Computes the singular value decomposition (SVD) of a real n-by-n (upper or lower) bidiagonal matrix B, \(B = U S VT\), where S is a diagonal matrix with non-negative diagonal elements (the singular values of B), and U and VT are orthogonal matrices of left and right singular vectors, respectively.

Given an upper bidiagonal B with diagonal \(D = [ d_1 d_2 ... d_n ]\) and superdiagonal \(E = [ e_1 e_2 ... e_{n-1} ]\), bdsvdx computes the singular value decompositon of B through the eigenvalues and eigenvectors of the 2n-by-2n tridiagonal matrix

\[ TGK = \begin{bmatrix} 0 & d_1 \\ d_1 & 0 & e_1 \\ & e_1 & 0 & d_2 \\ & & d_2 & . & . \\ & & & . & . & . \end{bmatrix} \]

If (s,u,v) is a singular triplet of B with ||u|| = ||v|| = 1, then (+/-s,q), ||q|| = 1, are eigenpairs of TGK, with q = P * (u' +/- v') / sqrt(2) = ( v_1 u_1 v_2 u_2 ... v_n u_n ) / sqrt(2), and P = [ e_{n+1} e_{1} e_{n+2} e_{2} ... ].

Given a TGK matrix, one can either a) compute -s,-v and change signs so that the singular values (and corresponding vectors) are already in descending order (as in lapack::gesvd/lapack::gesdd) or b) compute s,v and reorder the values (and corresponding vectors). bdsvdx implements a) by calling lapack::stevx (bisection plus inverse iteration, to be replaced with a version of the Multiple Relative Robust Representation algorithm. (See P. Willems and B. Lang, A framework for the MR^3 algorithm: theory and implementation, SIAM J. Sci. Comput., 35:740-766, 2013.)

Overloaded versions are available for float, double.

Parameters
[in]uplo
  • lapack::Uplo::Upper: B is upper bidiagonal;
  • lapack::Uplo::Lower: B is lower bidiagonal.
[in]jobz
  • lapack::Job::NoVec: Compute singular values only;
  • lapack::Job::Vec: Compute singular values and singular vectors.
[in]range
  • lapack::Range::All: all singular values will be found.
  • lapack::Range::Value: all singular values in the half-open interval [vl,vu) will be found.
  • lapack::Range::Index: the il-th through iu-th singular values will be found.
[in]nThe order of the bidiagonal matrix. n >= 0.
[in]DThe vector D of length n.
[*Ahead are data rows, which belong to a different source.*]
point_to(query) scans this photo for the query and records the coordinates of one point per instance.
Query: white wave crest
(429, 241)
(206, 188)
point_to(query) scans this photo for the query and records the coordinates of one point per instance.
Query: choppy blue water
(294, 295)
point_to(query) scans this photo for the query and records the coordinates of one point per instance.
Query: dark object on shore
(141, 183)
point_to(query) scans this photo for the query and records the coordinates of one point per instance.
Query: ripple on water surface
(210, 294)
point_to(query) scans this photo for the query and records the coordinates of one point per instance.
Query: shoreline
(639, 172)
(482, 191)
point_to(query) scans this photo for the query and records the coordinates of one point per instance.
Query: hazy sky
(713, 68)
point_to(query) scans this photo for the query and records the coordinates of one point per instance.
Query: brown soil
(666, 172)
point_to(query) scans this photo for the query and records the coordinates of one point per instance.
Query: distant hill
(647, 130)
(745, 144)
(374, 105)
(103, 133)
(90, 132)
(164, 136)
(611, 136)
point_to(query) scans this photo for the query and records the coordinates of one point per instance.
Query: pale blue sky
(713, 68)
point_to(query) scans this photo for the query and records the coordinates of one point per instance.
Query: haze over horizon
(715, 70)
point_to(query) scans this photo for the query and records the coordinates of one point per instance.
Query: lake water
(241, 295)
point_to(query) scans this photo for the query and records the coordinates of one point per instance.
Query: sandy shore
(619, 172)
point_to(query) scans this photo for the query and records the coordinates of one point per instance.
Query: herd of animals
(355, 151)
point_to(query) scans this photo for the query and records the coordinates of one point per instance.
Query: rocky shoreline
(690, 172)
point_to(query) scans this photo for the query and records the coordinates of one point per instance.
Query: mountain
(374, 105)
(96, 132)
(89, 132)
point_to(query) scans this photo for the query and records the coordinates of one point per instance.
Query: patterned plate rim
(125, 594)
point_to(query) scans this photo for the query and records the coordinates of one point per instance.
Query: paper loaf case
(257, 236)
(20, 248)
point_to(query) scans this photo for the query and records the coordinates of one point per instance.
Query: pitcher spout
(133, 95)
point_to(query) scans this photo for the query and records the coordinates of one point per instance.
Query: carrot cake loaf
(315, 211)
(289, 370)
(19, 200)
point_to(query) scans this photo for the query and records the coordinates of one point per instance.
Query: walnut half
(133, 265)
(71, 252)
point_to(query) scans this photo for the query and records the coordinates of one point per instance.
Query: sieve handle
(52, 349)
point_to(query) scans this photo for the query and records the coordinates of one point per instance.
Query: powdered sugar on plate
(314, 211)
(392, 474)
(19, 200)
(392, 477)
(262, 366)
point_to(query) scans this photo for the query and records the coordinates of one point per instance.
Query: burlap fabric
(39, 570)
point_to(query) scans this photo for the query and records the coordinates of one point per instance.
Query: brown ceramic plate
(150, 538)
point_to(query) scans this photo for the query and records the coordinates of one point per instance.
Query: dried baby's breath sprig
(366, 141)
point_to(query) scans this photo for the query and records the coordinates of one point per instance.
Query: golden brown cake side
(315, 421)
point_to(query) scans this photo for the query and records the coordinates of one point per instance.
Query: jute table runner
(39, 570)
The n diagonal elements of the bidiagonal matrix B.
[in]EThe vector E of length max(1,n-1). The (n-1) superdiagonal elements of the bidiagonal matrix B in elements 1 to n-1.
[in]vlIf range=Value, the lower bound of the interval to be searched for singular values. vu > vl. Not referenced if range = All or Index.
[in]vuIf range=Value, the upper bound of the interval to be searched for singular values. vu > vl. Not referenced if range = All or Index.
[in]ilIf range=Index, the index of the smallest singular value to be returned. 1 <= il <= iu <= min(M,n), if min(M,n) > 0. Not referenced if range = All or Value.
[in]iuIf range=Index, the index of the largest singular value to be returned. 1 <= il <= iu <= min(M,n), if min(M,n) > 0. Not referenced if range = All or Value.
[out]nfoundThe total number of singular values found. 0 <= nfound <= n.
  • If range = All, nfound = n;
  • if range = Index, nfound = iu-il+1.
[out]SThe vector S of length n. The first nfound elements contain the selected singular values in ascending order.
[out]ZThe (2*n)-by-zcol matrix Z, stored in an (2*n)-by-zcol array.
  • If jobz = Vec, then if successful the first nfound columns of Z contain the singular vectors of the matrix B corresponding to the selected singular values, with U in rows 1 to n and V in rows n+1 to 2*n, i.e.

    \[ Z = \begin{bmatrix} U \\ V \end{bmatrix} \]

  • If jobz = NoVec, then Z is not referenced.
    Note: The user must ensure that zcol >= nfound+1 columns are supplied in the array Z; if range = Value, the exact value of nfound is not known in advance and an upper bound must be used.
[in]ldzThe leading dimension of the array Z. ldz >= 1, and if jobz = Vec, ldz >= max(2,2*n).
Returns
= 0: successful exit
> 0: if return value = i, then i eigenvectors failed to converge in lapack::stevx. The indices of the eigenvectors (as returned by lapack::stevx) are stored in the array iwork.
> n: if return value = 2*n + 1, an internal error occurred.